Kisah Dawud ini kemudian diabadikan oleh Allah subhanahu wata ala di dalam Al-Qur an al – Karim, Surat al-Saba [34] ayat 10 – 11. Allah subhanahu wata ala berfirman:  

‘’Dan sungguh, telah Kami berikan kepada Dawud karunia dari Kami. (Kami berfirman), ‘’Wahai gunung – gunung dan burung – burung ! Bertasbihlah berulang-ulang bersama Dawud,’’ dan Kami telah melunakkan besi untuknya.’’  

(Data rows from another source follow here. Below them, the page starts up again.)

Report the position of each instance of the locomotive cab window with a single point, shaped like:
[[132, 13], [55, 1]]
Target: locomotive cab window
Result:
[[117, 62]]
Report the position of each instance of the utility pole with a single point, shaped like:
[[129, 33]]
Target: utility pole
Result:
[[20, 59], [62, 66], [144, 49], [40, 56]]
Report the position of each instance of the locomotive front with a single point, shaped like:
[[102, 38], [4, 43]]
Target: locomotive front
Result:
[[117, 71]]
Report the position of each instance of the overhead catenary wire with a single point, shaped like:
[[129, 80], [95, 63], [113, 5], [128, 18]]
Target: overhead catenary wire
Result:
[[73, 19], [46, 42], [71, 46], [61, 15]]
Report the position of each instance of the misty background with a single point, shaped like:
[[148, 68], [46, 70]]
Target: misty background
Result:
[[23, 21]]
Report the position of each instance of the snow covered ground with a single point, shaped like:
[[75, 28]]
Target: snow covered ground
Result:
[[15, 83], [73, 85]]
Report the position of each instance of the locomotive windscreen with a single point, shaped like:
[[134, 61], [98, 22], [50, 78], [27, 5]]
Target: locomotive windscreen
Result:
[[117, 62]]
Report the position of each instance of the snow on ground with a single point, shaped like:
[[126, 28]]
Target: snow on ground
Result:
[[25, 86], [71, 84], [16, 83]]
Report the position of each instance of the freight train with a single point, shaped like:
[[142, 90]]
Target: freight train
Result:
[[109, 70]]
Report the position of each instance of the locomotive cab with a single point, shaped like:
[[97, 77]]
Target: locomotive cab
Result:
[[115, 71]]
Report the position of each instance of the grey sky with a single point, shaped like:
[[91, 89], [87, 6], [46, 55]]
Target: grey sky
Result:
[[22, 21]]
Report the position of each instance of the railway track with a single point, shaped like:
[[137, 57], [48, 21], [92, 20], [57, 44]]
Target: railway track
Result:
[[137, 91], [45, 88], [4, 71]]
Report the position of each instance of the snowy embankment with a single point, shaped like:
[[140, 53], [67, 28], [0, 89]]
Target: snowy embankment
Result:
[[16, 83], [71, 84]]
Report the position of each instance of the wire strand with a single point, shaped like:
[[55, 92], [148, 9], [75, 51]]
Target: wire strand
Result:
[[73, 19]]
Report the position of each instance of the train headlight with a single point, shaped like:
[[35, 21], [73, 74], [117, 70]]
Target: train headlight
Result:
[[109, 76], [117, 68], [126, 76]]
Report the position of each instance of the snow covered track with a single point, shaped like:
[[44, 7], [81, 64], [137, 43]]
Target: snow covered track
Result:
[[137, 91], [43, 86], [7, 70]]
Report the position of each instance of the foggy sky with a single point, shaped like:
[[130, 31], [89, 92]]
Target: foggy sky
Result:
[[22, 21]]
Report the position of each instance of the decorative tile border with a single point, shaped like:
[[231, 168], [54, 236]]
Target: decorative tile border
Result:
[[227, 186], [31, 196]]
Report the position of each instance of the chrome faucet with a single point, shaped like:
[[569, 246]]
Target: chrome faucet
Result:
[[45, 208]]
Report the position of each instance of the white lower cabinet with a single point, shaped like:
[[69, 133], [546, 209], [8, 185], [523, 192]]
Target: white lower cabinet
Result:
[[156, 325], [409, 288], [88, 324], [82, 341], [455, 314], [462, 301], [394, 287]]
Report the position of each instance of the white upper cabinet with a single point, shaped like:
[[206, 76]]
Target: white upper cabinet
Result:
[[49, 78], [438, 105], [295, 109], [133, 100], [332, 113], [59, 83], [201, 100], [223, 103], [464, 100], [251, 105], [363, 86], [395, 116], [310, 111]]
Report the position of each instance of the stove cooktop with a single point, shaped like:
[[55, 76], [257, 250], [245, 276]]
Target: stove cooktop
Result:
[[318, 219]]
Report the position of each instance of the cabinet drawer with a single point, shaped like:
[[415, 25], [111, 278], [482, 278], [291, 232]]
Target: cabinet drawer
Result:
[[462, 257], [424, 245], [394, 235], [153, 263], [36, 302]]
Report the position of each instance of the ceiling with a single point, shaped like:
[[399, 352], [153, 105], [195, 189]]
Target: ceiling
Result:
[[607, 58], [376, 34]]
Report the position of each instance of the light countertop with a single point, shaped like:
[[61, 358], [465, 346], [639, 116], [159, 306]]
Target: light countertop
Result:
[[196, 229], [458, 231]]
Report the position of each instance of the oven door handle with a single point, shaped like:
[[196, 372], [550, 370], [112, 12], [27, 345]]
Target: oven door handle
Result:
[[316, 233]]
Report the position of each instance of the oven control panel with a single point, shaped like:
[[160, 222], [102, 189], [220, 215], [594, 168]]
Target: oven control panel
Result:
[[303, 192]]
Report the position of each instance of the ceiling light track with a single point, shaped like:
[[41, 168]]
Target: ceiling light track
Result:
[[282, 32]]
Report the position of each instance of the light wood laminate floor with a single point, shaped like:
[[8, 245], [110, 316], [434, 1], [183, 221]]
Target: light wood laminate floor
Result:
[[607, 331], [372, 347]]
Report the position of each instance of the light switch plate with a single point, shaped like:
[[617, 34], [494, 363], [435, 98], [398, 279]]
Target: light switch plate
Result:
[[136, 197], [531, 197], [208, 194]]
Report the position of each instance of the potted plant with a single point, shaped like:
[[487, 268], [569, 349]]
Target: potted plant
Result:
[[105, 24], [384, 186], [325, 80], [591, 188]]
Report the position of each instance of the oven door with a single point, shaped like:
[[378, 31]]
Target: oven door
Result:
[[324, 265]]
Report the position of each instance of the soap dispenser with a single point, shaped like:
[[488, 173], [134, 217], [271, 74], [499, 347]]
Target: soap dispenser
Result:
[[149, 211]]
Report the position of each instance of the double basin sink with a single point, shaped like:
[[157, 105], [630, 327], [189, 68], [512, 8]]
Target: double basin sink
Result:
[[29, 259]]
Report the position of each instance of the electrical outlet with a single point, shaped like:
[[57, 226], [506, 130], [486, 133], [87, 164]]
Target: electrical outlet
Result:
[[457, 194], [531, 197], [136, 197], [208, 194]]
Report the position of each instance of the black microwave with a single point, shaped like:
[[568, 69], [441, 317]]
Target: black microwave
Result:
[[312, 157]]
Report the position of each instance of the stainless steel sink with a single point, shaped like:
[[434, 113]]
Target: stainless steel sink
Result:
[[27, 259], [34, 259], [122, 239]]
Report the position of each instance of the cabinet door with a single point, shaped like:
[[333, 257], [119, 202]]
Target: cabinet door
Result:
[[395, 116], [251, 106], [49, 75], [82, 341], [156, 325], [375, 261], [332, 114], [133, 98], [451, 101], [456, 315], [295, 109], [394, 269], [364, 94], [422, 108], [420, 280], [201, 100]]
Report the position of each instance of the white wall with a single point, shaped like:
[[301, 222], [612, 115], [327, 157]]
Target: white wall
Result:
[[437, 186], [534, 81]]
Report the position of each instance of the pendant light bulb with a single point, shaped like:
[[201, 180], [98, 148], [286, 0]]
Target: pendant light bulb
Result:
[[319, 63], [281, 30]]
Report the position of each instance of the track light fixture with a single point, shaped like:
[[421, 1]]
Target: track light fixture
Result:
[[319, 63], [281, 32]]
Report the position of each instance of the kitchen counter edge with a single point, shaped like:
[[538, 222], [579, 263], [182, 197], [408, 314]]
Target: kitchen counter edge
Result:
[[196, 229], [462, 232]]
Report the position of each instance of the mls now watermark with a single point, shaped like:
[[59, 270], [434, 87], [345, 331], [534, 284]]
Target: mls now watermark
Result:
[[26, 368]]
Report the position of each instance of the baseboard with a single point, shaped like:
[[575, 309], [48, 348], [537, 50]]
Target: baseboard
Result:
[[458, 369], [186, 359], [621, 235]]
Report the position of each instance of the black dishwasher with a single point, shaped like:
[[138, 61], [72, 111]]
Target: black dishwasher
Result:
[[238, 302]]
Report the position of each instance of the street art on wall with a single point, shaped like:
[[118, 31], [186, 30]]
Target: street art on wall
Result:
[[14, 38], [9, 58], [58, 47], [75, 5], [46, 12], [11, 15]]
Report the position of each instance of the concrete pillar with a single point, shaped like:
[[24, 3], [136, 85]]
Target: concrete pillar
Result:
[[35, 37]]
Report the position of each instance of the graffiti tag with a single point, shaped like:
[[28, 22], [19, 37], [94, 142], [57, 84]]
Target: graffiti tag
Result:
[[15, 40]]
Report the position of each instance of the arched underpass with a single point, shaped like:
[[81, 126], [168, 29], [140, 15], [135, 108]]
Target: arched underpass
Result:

 ‘’(Yaitu) buatlah baju besi yang besar - besar dan ukurlah anyamannya; dan kerjakanlah kebajikan. Sungguh, Aku Maha Melihat apa yang kamu kerjakan.’’  

Di dalam Al – Qur an Surat al – Anbiya [21] ayat 80, Allah subhanahu wata`ala juga mengisahkan tentang pekerjaan Nabi Dawud alaihi al – salam, dengan firman – Nya:  

‘’Dan Kami ajarkan (pula) kepada Dawud cara membuat baju besi untukmu, guna melindungi kamu dalam peperangan. Sudahkah kamu bersyukur (kepada Allah) ?’’  

Gambaran dari kisah ini, menjadi penjelas bagi kita hendaknyaa berburu rezeki yang halal. Jangan hanya yang halal, tapi yang lebih menyelamatkan. Jangan sekadar yang menyelamatkan, tapi juga harus yang membawa manfaat, untuk diri, keluarga, dan masyarakat.  

Apalah artinya rezeki yang halal, jika tidak menyelamatkan diri kita, di dunia dan akhirat ! Apalah artinya rezeki yang halal, jika tidak mampu membawa manfaat ! Sungguh, sebaik – baik diri seorang hamba adalah yang paling bermanfaat buat manusia lainnya !  

‘’Sebaik – baik hamba di sisi Allah, adalah yang paling bermanfaat buat sesamanya.’’  

Demikian itu merupakan teladan dari Nabi. Maka sebagai umat, hendaknya kita meneladani kisah-kisah mulia di atas supaya tercatat sebagai sebaik – baik hamba.